A hospital in London wants to replace doctors with AI to cut A&E waiting times
The Royal College Hospital London (UCLH) plans to use artificial intelligence to support clinical decision-making, replacing doctors and nurses in certain situations.
The hospital will work alongside The Alan Turing Institute, a government-funded data science research hub, to look at ways to make NHS services quicker, safer and more efficient, announcing a three-year partnership.
One area they will focus on is A&E, which is seen as a barometer of how the rest of the hospital and the wider system is working. It is hoped the technology can help the hospital achieve the national average waiting times of four hours, which it is currently not meeting.
“Imagine a scenario where patients present to A&E with abdominal pain. Our standard response is to check bloods, order X-rays or scans and in probably about 80% of cases, discharge for home management,” said Professor Marcel Levi, UCLH chief executive.
“What, if through analysis of thousands of similar scenarios, we were able to identify patterns in the initial presentation of the 20% with serious conditions, such as intestinal perforation or severe infections? This could enable us to fast track them through to a scan and a swift diagnosis and could support clinical decision-making to manage the 80% who need no further clinical input more effectively.”
Another area the partnership will look to improve is the flow of staff and patients through the hospital. Researchers at the UCLH and The Alan Turing Institute will apply AI and machine learning techniques to larger datasets on how people move through the various wards.
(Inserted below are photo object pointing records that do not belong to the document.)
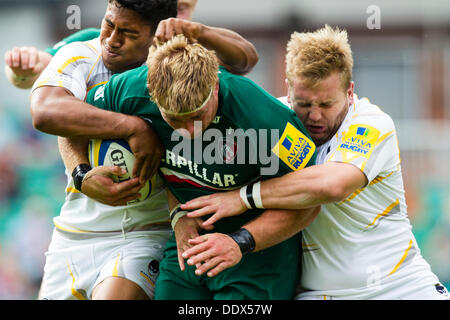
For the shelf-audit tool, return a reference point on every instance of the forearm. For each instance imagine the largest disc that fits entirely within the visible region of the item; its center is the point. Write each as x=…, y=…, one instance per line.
x=58, y=113
x=232, y=49
x=312, y=186
x=73, y=152
x=21, y=82
x=275, y=226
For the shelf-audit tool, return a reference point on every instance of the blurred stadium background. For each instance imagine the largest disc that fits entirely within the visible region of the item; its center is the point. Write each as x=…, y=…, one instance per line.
x=404, y=67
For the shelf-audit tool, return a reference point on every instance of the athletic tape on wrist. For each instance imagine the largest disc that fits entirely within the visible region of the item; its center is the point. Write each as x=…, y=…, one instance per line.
x=257, y=195
x=244, y=239
x=243, y=195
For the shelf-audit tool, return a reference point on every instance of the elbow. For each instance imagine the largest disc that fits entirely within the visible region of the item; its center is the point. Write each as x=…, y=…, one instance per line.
x=39, y=113
x=252, y=60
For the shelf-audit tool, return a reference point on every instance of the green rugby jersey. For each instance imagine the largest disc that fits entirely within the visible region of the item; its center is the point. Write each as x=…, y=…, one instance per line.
x=82, y=35
x=250, y=125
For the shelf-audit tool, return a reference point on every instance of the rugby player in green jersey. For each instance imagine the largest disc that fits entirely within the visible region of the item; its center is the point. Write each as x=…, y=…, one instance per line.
x=257, y=252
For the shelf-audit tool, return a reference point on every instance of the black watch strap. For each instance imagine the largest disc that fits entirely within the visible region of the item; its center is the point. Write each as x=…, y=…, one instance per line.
x=78, y=174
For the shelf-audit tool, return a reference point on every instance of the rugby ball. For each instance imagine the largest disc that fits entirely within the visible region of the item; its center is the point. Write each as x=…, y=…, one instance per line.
x=116, y=153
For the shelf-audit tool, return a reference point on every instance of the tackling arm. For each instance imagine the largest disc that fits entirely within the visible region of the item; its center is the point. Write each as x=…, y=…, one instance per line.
x=235, y=53
x=309, y=187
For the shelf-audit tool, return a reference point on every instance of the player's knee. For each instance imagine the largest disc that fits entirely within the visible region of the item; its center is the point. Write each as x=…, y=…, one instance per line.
x=116, y=288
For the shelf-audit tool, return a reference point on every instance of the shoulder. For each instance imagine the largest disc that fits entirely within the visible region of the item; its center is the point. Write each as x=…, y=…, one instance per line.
x=364, y=112
x=249, y=103
x=82, y=35
x=131, y=83
x=79, y=50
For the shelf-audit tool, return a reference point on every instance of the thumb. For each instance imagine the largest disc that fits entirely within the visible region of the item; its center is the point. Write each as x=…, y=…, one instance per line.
x=116, y=170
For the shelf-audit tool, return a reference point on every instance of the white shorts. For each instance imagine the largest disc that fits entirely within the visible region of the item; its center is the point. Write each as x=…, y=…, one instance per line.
x=413, y=286
x=76, y=263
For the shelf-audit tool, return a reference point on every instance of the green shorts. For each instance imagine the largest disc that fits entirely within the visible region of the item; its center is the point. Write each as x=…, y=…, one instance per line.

By analysing this data, areas that have bottleneck and congestion can be tracked and downtime in how the hospital operates can be assessed, to then work out how to improve efficiency and help patients get seen faster and more effectively.
Professor Bryan Williams, director of research at UCLH NHS Foundation Trust, believes that the amount of data available to the trust could be harnessed to solve some of the service’s biggest issues.
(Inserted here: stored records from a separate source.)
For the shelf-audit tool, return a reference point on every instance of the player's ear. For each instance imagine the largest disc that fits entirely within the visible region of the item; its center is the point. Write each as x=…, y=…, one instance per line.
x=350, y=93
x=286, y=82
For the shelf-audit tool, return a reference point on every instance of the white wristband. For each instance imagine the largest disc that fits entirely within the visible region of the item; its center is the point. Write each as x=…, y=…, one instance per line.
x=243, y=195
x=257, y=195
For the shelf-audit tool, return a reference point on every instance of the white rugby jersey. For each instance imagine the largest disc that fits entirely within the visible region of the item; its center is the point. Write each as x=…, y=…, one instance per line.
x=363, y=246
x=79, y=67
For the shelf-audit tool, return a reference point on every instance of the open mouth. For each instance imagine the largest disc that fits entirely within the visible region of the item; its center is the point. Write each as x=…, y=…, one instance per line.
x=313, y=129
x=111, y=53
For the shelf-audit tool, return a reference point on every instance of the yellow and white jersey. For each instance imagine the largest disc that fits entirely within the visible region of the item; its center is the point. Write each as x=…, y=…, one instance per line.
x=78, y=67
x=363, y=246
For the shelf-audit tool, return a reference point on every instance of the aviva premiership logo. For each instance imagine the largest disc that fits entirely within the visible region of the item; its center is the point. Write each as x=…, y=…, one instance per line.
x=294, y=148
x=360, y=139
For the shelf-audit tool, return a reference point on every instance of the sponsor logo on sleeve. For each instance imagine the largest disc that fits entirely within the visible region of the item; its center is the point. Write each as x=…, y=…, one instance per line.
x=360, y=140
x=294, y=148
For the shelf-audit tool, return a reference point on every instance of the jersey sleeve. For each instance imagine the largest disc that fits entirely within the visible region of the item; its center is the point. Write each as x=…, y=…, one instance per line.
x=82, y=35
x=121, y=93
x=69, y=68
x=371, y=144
“The NHS routinely collects data that is analysed to develop research, track performance and measure outcomes but we could do so much more with the information we collect,” he said.
“Imagine a world where we could use this data to develop algorithms to rule out diseases, suggest treatment plans or predict behaviour. That is more than possible with the wealth of data we have available and the expertise at The Alan Turing Institute. The partnership has the potential to tackle some of the big issues that the NHS has never been able to solve.”
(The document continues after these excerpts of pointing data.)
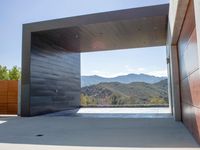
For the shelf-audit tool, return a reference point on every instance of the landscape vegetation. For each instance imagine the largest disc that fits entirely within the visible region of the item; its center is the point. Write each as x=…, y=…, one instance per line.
x=129, y=90
x=10, y=74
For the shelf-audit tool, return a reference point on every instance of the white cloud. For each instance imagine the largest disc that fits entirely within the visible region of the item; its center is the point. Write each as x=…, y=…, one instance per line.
x=158, y=73
x=127, y=70
x=134, y=70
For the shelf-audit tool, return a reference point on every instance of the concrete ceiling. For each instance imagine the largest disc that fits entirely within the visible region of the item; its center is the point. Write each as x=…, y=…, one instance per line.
x=132, y=28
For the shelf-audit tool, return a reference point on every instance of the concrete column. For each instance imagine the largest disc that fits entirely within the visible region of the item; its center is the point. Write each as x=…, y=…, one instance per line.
x=175, y=85
x=197, y=21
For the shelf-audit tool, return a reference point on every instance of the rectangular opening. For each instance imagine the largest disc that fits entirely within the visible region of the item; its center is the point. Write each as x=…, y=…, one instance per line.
x=125, y=78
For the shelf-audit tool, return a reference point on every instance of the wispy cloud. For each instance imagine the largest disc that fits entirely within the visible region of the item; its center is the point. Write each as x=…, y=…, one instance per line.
x=158, y=73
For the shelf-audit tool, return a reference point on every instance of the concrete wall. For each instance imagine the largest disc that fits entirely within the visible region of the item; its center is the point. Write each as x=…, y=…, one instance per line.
x=54, y=77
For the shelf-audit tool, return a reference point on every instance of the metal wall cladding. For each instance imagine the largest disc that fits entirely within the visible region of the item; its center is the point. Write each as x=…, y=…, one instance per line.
x=54, y=78
x=190, y=74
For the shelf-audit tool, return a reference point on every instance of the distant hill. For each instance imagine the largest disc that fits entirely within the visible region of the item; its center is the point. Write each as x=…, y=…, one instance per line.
x=135, y=93
x=92, y=80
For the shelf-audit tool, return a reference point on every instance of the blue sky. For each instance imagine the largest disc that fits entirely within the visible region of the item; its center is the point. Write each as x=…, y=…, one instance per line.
x=14, y=13
x=151, y=60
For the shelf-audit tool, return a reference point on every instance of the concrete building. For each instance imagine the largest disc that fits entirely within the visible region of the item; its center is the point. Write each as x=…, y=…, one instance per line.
x=51, y=55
The news arrives in the same week as prime minister Theresa May’s pledge to invest millions into helping the NHS use AI to improve early diagnosis of cancer, using patients’ lifestyle and medical data to also personalise care plans.
AI relies on huge quantities of data to analyse, but the NHS has previously landed itself in hot water over sharing data for AI initiatives.
Last year the Information Commissioner’s Office (ICO) ruled that a deal between Google’s AI arm, DeepMind, and the Royal Free Hospital broke data protection rules by sharing 1.6 million people’s data without their consent. An independent review panel also agreed there was a “lack of clarity” in the initial data-sharing agreement.